Read details about all the grants here, http://stamps.org/userfiles/file/news/WSS-NY-Legacy.pdf.
The March issue of The American Philatelist is online for APS members to view. Here are some of the highlights:
The Old Man of the Mountains (Scott 1068) by Charles Posner. Before the gigantic rock outcropping known as the Old Man of the Mountains collapsed, it was the centerpiece in 1955 for a stamp honoring New Hampshire.
David Pearce Cover by Paul Goodwin. A 19th-century cover holds correspondence between 18th-century privateers detailing encounters during times of war and peace.
The Boston Negative Cancels by Bob Grosch. A 19th-century experiment with canceling devices resulted in some interesting postal history from New England known as the Boston Negative Cancels.

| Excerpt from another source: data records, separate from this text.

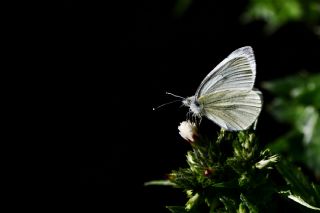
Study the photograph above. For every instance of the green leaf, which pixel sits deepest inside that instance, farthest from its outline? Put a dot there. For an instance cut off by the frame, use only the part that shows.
(302, 202)
(177, 209)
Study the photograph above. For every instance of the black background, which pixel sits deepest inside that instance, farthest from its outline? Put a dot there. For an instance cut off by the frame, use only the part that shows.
(115, 64)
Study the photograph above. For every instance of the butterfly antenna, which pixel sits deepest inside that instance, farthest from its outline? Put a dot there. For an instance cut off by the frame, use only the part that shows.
(164, 104)
(178, 96)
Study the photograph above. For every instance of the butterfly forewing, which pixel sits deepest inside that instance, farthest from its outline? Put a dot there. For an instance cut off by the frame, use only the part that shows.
(236, 72)
(232, 110)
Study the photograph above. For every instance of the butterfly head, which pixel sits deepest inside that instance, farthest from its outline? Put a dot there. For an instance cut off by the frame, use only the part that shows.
(194, 105)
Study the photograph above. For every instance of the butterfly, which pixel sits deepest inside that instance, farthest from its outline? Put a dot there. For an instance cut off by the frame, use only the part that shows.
(226, 95)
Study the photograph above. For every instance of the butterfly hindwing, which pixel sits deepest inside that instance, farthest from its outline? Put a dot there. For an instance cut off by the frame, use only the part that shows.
(232, 110)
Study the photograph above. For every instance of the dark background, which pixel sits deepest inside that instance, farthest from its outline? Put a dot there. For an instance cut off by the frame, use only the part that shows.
(117, 63)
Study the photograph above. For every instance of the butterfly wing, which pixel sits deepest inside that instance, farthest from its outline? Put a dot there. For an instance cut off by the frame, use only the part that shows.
(236, 72)
(232, 110)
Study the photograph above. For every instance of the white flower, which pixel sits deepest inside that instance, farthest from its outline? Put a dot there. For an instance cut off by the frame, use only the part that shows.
(188, 130)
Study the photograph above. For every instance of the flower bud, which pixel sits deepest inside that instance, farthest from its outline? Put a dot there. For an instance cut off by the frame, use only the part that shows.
(188, 131)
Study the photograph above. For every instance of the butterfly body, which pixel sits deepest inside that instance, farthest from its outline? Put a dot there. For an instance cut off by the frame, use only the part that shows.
(226, 95)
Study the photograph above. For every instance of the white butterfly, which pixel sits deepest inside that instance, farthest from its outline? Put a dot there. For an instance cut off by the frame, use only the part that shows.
(226, 95)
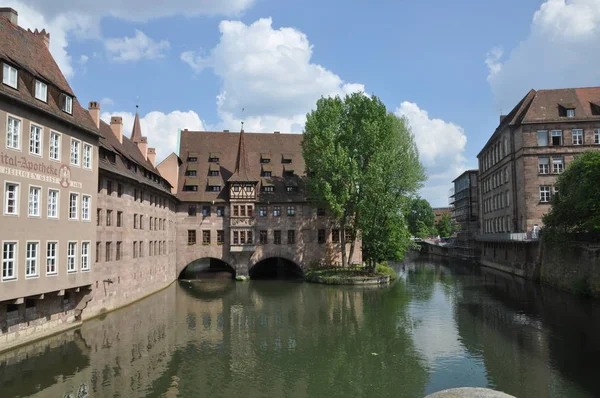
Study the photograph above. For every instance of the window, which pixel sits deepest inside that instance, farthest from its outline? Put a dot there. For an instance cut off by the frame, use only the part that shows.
(291, 237)
(73, 208)
(51, 259)
(31, 259)
(277, 237)
(86, 204)
(557, 166)
(85, 256)
(335, 235)
(35, 140)
(54, 146)
(11, 198)
(191, 236)
(13, 133)
(34, 201)
(108, 253)
(87, 157)
(543, 165)
(206, 237)
(578, 137)
(68, 104)
(556, 137)
(119, 255)
(75, 152)
(545, 194)
(9, 76)
(9, 253)
(72, 257)
(41, 91)
(321, 236)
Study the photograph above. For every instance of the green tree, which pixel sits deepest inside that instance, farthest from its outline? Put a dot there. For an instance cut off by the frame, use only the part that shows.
(444, 226)
(576, 206)
(420, 218)
(362, 164)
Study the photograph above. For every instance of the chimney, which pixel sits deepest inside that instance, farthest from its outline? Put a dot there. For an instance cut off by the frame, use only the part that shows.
(94, 109)
(116, 125)
(10, 14)
(143, 147)
(152, 155)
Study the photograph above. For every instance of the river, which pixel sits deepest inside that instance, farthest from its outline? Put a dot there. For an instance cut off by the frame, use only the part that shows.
(439, 326)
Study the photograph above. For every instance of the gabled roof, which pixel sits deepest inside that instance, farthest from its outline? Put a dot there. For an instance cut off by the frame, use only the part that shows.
(26, 51)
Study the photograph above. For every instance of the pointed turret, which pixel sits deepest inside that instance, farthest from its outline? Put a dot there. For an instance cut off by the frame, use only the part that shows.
(242, 167)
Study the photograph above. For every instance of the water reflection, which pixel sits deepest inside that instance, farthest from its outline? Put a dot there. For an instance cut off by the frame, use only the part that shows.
(439, 326)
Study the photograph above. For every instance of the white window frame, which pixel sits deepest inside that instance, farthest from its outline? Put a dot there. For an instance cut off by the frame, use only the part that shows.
(14, 260)
(16, 199)
(10, 75)
(53, 257)
(56, 208)
(10, 134)
(34, 205)
(88, 154)
(35, 144)
(86, 209)
(32, 262)
(75, 160)
(71, 256)
(68, 104)
(57, 149)
(41, 91)
(76, 202)
(545, 190)
(85, 255)
(577, 133)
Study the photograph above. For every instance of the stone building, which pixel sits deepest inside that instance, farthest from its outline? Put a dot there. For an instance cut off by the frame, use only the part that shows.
(243, 206)
(465, 216)
(48, 179)
(519, 165)
(135, 219)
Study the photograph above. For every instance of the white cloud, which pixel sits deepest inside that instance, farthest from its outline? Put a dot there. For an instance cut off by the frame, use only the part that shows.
(269, 73)
(135, 48)
(561, 50)
(160, 128)
(441, 148)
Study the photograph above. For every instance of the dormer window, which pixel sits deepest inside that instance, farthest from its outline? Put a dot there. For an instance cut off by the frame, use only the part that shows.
(9, 76)
(68, 104)
(41, 91)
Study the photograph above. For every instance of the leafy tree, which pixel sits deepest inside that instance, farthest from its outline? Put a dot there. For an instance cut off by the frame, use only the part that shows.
(444, 226)
(576, 206)
(420, 218)
(362, 164)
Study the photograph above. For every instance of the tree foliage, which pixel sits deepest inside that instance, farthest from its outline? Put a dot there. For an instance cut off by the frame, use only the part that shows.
(362, 165)
(421, 219)
(576, 206)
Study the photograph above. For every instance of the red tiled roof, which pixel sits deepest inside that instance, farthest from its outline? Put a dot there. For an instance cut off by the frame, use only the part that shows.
(27, 52)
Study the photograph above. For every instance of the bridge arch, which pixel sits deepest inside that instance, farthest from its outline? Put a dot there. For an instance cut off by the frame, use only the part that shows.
(276, 267)
(206, 267)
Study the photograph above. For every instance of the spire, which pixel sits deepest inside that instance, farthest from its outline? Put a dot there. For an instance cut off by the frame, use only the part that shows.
(242, 167)
(136, 133)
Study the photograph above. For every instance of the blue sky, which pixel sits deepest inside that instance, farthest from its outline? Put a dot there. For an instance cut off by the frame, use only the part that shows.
(450, 67)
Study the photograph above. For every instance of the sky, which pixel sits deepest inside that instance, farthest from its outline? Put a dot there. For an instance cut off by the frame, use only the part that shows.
(451, 67)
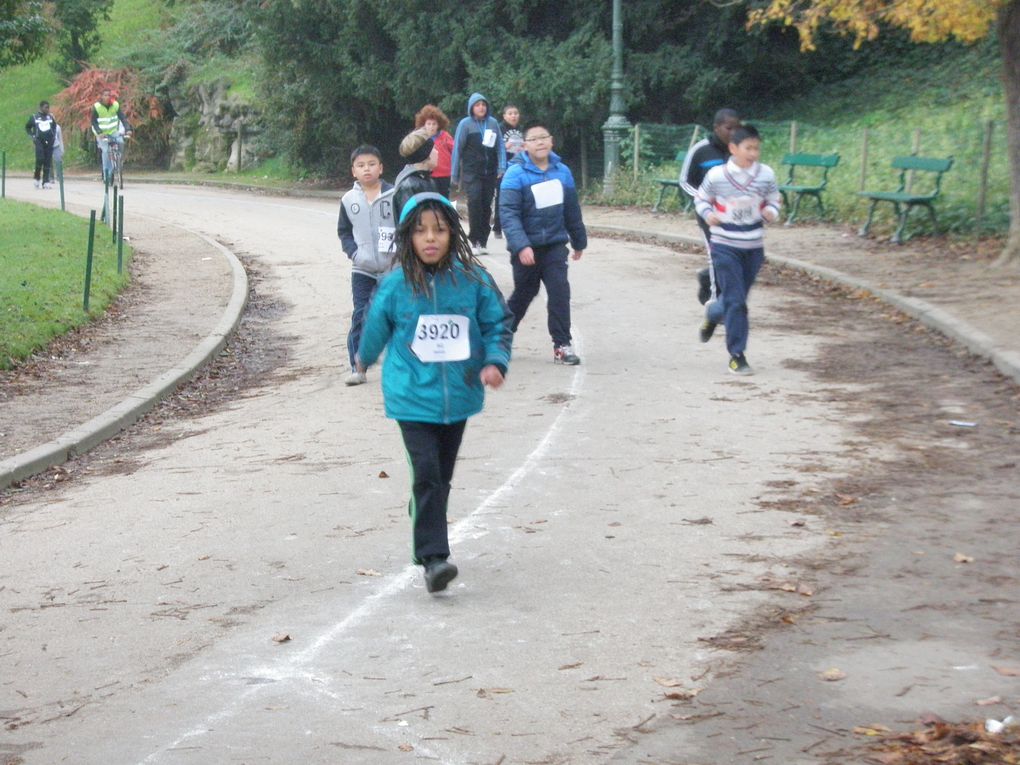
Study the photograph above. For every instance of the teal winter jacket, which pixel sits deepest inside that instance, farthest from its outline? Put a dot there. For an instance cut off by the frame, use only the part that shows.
(436, 392)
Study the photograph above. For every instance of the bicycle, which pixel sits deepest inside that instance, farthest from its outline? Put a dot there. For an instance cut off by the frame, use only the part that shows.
(116, 150)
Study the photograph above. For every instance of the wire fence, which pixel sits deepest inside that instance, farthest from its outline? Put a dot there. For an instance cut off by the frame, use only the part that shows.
(975, 193)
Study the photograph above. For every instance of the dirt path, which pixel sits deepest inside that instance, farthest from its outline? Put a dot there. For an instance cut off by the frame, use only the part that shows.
(627, 530)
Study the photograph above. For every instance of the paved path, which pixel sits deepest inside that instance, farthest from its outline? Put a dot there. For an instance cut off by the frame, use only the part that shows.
(605, 518)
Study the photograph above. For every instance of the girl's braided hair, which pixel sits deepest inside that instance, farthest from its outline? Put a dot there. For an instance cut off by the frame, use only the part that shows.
(417, 273)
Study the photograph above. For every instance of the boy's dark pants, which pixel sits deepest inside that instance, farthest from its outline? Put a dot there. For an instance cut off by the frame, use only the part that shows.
(735, 271)
(550, 269)
(44, 160)
(431, 454)
(362, 289)
(479, 207)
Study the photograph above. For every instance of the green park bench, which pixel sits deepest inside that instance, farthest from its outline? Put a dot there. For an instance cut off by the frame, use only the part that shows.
(821, 163)
(903, 200)
(667, 184)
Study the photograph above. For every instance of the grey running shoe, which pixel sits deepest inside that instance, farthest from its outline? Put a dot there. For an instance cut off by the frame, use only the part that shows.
(738, 365)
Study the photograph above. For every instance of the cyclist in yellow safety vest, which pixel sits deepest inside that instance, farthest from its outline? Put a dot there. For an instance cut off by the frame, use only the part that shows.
(106, 125)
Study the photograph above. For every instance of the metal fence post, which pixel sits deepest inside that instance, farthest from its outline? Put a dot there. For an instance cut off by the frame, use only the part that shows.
(982, 189)
(915, 150)
(88, 259)
(120, 235)
(636, 148)
(864, 159)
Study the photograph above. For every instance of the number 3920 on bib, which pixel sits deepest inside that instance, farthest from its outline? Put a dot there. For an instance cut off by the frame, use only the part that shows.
(442, 337)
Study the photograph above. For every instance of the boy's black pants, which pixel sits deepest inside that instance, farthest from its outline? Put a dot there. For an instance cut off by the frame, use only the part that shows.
(550, 269)
(44, 161)
(479, 207)
(431, 454)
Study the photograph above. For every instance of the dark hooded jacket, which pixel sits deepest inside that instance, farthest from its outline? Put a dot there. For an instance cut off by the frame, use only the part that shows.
(477, 146)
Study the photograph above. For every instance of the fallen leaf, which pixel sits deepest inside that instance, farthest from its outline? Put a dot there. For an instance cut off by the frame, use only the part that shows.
(684, 695)
(872, 729)
(668, 681)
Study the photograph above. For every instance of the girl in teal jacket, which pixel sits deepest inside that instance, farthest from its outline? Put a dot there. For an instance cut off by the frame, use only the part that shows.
(446, 329)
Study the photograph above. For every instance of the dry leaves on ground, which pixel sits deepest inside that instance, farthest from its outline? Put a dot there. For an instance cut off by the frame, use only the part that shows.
(959, 744)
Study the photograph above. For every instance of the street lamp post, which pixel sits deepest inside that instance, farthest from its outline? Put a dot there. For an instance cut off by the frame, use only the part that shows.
(617, 123)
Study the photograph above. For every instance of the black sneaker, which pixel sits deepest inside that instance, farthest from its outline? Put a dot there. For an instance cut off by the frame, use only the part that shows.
(707, 330)
(704, 286)
(738, 365)
(439, 573)
(565, 355)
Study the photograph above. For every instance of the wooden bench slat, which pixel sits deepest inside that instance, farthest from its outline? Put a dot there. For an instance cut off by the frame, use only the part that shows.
(795, 160)
(908, 165)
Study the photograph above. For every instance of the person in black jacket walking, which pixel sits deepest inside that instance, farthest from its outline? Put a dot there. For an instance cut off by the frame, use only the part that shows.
(478, 162)
(42, 128)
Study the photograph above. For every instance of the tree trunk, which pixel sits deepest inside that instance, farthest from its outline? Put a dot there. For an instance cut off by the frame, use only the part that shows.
(1009, 41)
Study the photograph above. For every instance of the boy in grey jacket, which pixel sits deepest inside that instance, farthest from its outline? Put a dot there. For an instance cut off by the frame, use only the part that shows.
(366, 231)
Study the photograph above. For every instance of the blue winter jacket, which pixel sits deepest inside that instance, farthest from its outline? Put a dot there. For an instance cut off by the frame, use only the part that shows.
(436, 392)
(524, 222)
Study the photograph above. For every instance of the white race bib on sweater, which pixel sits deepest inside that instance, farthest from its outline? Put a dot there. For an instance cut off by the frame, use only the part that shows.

Stamp Classics. The Belgian Congo Series of 1894 by Joseph Iredale. As a private citizen, the king of Belgium seized control and ran roughshod over the Belgian Congo, the huge interior of Africa. Despite the calamity, some interesting stamps were produced.
Collecting Coast to Coast. Is a Postal Marking Ever Truly Obsolete? by Wayne L. Youngblood. Evidence shows that old and outdated canceling devices and auxiliary marking handstamps sometimes take on a new life.
Visiting the British Empire. Barbados by Noel Davenhill. Different pigments, perforation devices, modifications, and watermarked paper all caused complexities among early stamps from the Caribbean island of Barbados.
Worldwide in a Nutshell. Nagorno-Karabakh by Bob Lamb. This mountainous enclave about the size of Delaware in the southern Caucasus has close ties to Armenia. One major catalog lists its stamps; another doesn’t.